The convent was filled mainly with ladies of noble birth, who, not having sufficient dower to secure husbands, had—according to the common method of the time—been made nuns, without any special regard to their feelings.

It is not difficult to understand that such an imprisonment of a multitude of women of different ages would produce some woful effects. Any reader of Manzoni's "Promessi Sposi," with its wonderful picture of a noble lady kept in a convent against her will, may have some idea of the rage and despair which must have inspired such assemblages in which pride, pauperism, and the suppression of the instincts of humanity wrought a fearful work.

What this work was is to be seen throughout the middle ages; but it is especially in the sixteenth and seventeenth centuries that we find it frequently taking shape in outbursts of diabolic possession.[1]

In this case at Loudun, the usual evidences of satanic influence appeared. One after another of the inmates fell into convulsions; some showed physical strength apparently supernatural; some a keenness of perception quite as surprising; many howled forth blasphemies and obscenities.

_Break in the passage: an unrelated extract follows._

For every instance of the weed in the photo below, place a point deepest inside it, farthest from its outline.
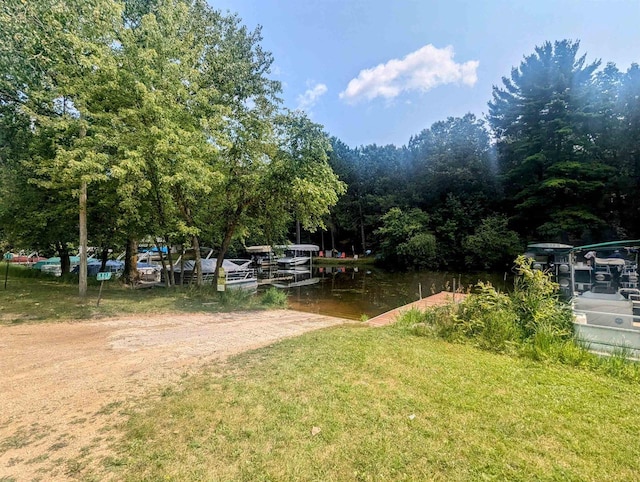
(274, 298)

Near the convent dwelt a priest—Urbain Grandier—noted for his brilliancy as a writer and preacher, but careless in his way of living. Several of the nuns had evidently conceived a passion for him, and in their wild rage and despair dwelt upon his name.

In the same city, too, were sundry ecclesiastics and laymen with whom Grandier had been engaged in various petty neighborhood quarrels, and some of these men held the main control of the convent.

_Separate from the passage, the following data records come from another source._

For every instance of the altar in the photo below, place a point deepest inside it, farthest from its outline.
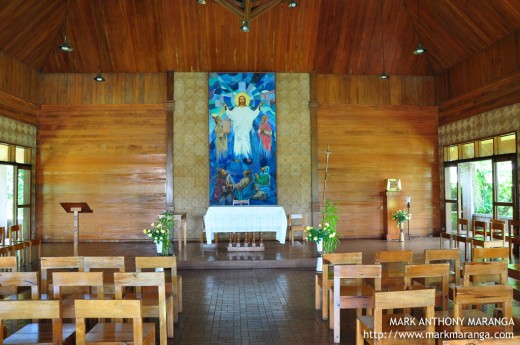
(246, 219)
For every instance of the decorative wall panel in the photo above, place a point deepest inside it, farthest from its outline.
(191, 160)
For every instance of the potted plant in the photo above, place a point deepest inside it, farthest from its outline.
(325, 235)
(159, 232)
(400, 216)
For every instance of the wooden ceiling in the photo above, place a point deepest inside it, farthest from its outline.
(326, 36)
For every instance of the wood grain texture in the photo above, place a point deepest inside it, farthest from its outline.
(121, 88)
(18, 109)
(375, 142)
(326, 36)
(19, 80)
(111, 156)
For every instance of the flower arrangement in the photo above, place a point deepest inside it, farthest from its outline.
(326, 231)
(400, 216)
(160, 231)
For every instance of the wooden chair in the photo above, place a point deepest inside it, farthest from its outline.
(466, 296)
(480, 228)
(430, 275)
(380, 324)
(12, 281)
(486, 241)
(34, 242)
(135, 332)
(16, 242)
(451, 256)
(173, 288)
(8, 263)
(499, 231)
(490, 254)
(475, 273)
(514, 236)
(108, 265)
(71, 286)
(37, 332)
(153, 304)
(296, 223)
(324, 280)
(393, 262)
(358, 296)
(57, 263)
(514, 340)
(203, 233)
(3, 240)
(463, 234)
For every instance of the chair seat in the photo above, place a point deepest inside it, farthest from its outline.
(41, 333)
(121, 333)
(67, 303)
(395, 323)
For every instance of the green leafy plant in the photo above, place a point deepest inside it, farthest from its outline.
(326, 231)
(159, 232)
(400, 216)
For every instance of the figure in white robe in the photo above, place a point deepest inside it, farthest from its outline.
(242, 117)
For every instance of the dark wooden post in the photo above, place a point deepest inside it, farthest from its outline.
(169, 110)
(313, 107)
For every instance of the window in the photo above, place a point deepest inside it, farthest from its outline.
(15, 187)
(480, 183)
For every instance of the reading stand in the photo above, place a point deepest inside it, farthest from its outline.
(76, 208)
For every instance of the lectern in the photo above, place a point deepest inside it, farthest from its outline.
(392, 202)
(76, 208)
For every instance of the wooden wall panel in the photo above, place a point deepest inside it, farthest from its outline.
(111, 156)
(19, 80)
(77, 89)
(355, 89)
(18, 109)
(378, 129)
(369, 145)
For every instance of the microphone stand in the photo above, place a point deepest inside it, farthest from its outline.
(408, 207)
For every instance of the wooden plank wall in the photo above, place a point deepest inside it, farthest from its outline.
(486, 81)
(105, 144)
(378, 130)
(19, 91)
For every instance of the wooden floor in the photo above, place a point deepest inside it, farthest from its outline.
(250, 298)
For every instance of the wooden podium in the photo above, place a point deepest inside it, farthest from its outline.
(392, 201)
(76, 208)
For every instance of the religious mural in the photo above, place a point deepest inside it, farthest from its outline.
(242, 138)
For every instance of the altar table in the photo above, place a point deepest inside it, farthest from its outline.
(246, 219)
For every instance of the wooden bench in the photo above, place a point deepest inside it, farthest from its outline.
(136, 332)
(35, 332)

Out of this mixture of "possession" within the convent and malignity without it, came a charge that Grandier had bewitched the young women.

The Bishop of Poietiers took up the matter. A trial was held, and it was noted that, whenever Grandier appeared, the "possessed" screamed, shrieked, and showed every sign of diabolic influence. Grandier fought desperately, and appealed to the Archbishop of Bordeaux, De Sourdis. The archbishop ordered a more careful examination, and, on separating the nuns from each other and from certain monks who had been bitterly hostile to Grandier, such glaring discrepancies were found in their testimony that the whole accusation was brought to naught.

But the enemies of Satan and of Grandier did not rest.

  1. On monasteries, as centers of "possession," and hysterical epidemics, see Figuier, "Le Merveilleux," page 40 and following; also Calmeil, Längin, Kirchhof, Maudsley, and others. On similar results from excitement at Protestant meetings in Scotland and camp-meetings in England and America, see Hecker's "Essay," concluding chapters.